我在使用OneHotEncoder时遇到了完全相同的错误。

核心问题是 categorical_features 参数不能处理命名列。来自OneHotEncoder文档:

categorical_features : "all" or array of indices or mask
    Specify what features are treated as categorical.

    - 'all' (default): All features are treated as categorical.
    - array of indices: Array of categorical feature indices.
    - mask: Array of length n_features and with dtype=bool.

对我有用的是首先使用如下代码段生成布尔掩码:

cat_columns = list(data.select_dtypes(include=['category','object']))
column_mask = []
for column_name in list(data.columns.values):
    column_mask.append(column_name in cat_columns)

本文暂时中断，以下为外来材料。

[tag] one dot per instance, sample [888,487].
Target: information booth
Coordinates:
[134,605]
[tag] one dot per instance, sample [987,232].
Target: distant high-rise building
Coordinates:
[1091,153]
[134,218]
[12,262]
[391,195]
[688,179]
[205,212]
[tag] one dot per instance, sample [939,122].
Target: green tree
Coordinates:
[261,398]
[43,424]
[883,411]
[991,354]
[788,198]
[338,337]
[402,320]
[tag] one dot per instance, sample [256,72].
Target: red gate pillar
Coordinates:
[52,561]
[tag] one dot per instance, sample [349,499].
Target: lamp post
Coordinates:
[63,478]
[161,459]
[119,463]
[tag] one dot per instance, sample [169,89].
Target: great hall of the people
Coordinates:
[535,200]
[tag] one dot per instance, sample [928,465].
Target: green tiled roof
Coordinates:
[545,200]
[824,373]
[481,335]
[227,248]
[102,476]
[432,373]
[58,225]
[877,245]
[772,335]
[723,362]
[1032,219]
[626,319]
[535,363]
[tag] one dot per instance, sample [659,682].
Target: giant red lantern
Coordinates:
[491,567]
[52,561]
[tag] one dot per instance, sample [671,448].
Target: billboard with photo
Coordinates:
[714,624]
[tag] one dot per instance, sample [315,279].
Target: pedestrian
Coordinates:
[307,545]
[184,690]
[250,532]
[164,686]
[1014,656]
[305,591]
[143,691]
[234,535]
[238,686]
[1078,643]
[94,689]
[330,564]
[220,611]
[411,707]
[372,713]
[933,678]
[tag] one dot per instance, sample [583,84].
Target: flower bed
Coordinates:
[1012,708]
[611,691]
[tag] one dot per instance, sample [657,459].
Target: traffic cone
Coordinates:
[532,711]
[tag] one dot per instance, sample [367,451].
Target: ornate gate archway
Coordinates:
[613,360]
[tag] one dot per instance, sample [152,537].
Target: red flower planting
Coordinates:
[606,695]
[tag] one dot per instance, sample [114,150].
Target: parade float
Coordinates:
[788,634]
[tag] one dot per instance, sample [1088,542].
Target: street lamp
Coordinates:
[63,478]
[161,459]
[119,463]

# And then pass the column_mask into the OneHotEncoder
ohe = OneHotEncoder(categorical_features = column_mask)

因此您的原始功能将是:

# Encoding function
def encode(data):
    global cat_columns
    cat_columns = list(data.select_dtypes(include=['category','object']))
    column_mask = []
    for column_name in list(data.columns.values):
        column_mask.append(column_name in cat_columns)
    le = LabelEncoder()
    ohe = OneHotEncoder(categorical_features = column_mask)
    for col in cat_columns:
        data[col] = le.fit_transform(data[col])
    data = ohe.fit_transform(data)
    return data

# Use encoding function
encode(data)